You can get a rough overview of the contents of the database using the /counts/ page in the UI (as a superuser; simply visit https://YOURBUGSINK/counts/). On this page you can see counts of various objects in the system, such as issues, events, tags, and more.

This can help you get as sense of how much data you have stored in your database, and can serve as a starting point for identifying what might need cleanup.

For example, if you see a very high number of tags or events compared to issues, it may indicate that there are orphaned rows that need cleanup. Alternatively: if you see relatively low numbers across the board, but your database keeps growing, your problem may be at the level of the database itself, and you may need to look into database-level cleanup.

Per-table row-counts
Screenshot of the counts page in the Bugsink UI, showing counts of various objects in the system.

Bugsink’s built-in cleanup features

Use these tools to detect and resolve housekeeping issues:

  • bugsink-manage vacuum_tags Removes unused TagKey and TagValue entries left behind when Events or Issues are deleted. (checking for unused tagvalues is not done at each event-eviction / issue-deletion for efficiency reasons). run periodically to keep the tag tables from growing indefinitely.

  • bugsink-manage cleanup_eventstorage <storage> Removes stored event payloads that no longer have a matching Event in the database. In theory, this happens during Event deletion, but in practice it may not always be reliable because the event-storage is disconnected from the database by design.

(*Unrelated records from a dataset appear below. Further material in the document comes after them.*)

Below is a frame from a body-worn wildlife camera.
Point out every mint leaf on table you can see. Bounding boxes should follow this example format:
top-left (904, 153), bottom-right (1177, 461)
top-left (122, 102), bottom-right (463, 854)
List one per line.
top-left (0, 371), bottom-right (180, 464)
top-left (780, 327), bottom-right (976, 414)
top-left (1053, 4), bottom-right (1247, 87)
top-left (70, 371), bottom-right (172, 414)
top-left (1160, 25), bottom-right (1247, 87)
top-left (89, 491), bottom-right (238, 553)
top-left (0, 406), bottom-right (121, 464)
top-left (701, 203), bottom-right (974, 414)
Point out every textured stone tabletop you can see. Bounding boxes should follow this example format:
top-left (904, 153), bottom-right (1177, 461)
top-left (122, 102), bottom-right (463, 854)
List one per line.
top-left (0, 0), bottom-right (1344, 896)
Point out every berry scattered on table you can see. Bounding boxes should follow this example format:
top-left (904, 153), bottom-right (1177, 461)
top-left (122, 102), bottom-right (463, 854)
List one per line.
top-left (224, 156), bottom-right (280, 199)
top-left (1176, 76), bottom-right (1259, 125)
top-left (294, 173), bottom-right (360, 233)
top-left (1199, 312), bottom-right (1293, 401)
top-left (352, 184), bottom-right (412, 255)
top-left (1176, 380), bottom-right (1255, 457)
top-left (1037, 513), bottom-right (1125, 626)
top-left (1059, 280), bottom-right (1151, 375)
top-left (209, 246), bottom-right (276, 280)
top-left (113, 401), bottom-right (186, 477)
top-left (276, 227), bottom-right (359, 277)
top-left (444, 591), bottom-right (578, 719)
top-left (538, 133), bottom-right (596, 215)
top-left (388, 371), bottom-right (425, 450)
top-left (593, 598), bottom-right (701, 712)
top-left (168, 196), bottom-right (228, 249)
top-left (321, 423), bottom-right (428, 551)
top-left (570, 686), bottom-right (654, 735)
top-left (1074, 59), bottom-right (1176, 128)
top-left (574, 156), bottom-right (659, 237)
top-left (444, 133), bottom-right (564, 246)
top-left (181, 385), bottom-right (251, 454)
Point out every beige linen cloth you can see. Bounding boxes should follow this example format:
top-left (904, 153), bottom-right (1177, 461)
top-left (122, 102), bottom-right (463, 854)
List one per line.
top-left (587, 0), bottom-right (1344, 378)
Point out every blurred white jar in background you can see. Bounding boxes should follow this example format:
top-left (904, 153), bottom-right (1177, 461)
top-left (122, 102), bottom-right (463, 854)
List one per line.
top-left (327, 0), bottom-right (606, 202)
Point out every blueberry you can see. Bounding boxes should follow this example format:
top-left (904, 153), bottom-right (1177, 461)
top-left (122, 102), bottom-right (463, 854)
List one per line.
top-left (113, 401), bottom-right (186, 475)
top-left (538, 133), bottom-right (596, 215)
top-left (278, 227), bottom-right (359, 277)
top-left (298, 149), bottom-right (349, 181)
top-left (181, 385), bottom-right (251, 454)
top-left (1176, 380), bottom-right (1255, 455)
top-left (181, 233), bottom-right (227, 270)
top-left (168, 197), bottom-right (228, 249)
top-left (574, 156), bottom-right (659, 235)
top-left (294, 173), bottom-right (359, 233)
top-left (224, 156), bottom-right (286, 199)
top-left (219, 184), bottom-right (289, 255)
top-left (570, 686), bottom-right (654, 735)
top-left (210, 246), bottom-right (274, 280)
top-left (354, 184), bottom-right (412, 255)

  • bugsink-manage make_consistent [--dry-run] Deletes dangling objects (Events, Issues, etc) and updates counters. “In theory” Bugsink should do this itself; but may be needed if the database was modified directly and perhaps in the case of crashes (though those would be a bug in Bugsink, so feel free to report them on GitHub)

It might make sense to set up a periodic job (e.g. daily or weekly) to run vacuum_tags and cleanup_eventstorage, while make_consistent is typically run on demand.

Deleting projects and issues may make sense too, though you should be aware that deleting issues is often not what you want.

DB-level cleanup

All relational databases have trade-offs around how they handle deletions and disk usage. Most don’t immediately reclaim space when rows are deleted; they mark the space as reusable instead. Over time, especially with frequent insert/delete cycles, this can cause database files to grow unexpectedly.

If you suspect this is happening, you might need to run a vacuum or similar command to reclaim space. To do this, you can refer to your database’s documentation for the specific command to run. Search for terms like

  • VACUUM <your database>
  • table bloat <your database>
  • optimize table <your database>

or consult the docs for your specific backend.

Future improvements

Bugsink is a relatively new project, and many of the housekeeping features are still evolving. The goal is to eventually have more automated and comprehensive cleanup processes that require less manual intervention.

At the time of writing, some issues are “work in progress” on GitHub; you can check that progress here:

Conclusion

Bugsink is built to clean up after itself where possible, deleting related data when issues or events are removed. Still, over time, and especially at higher volumes, some manual housekeeping may be needed to free up disk space or clarify what’s actually being stored.

The tools and options described above help you stay ahead of that, until more of this becomes automatic.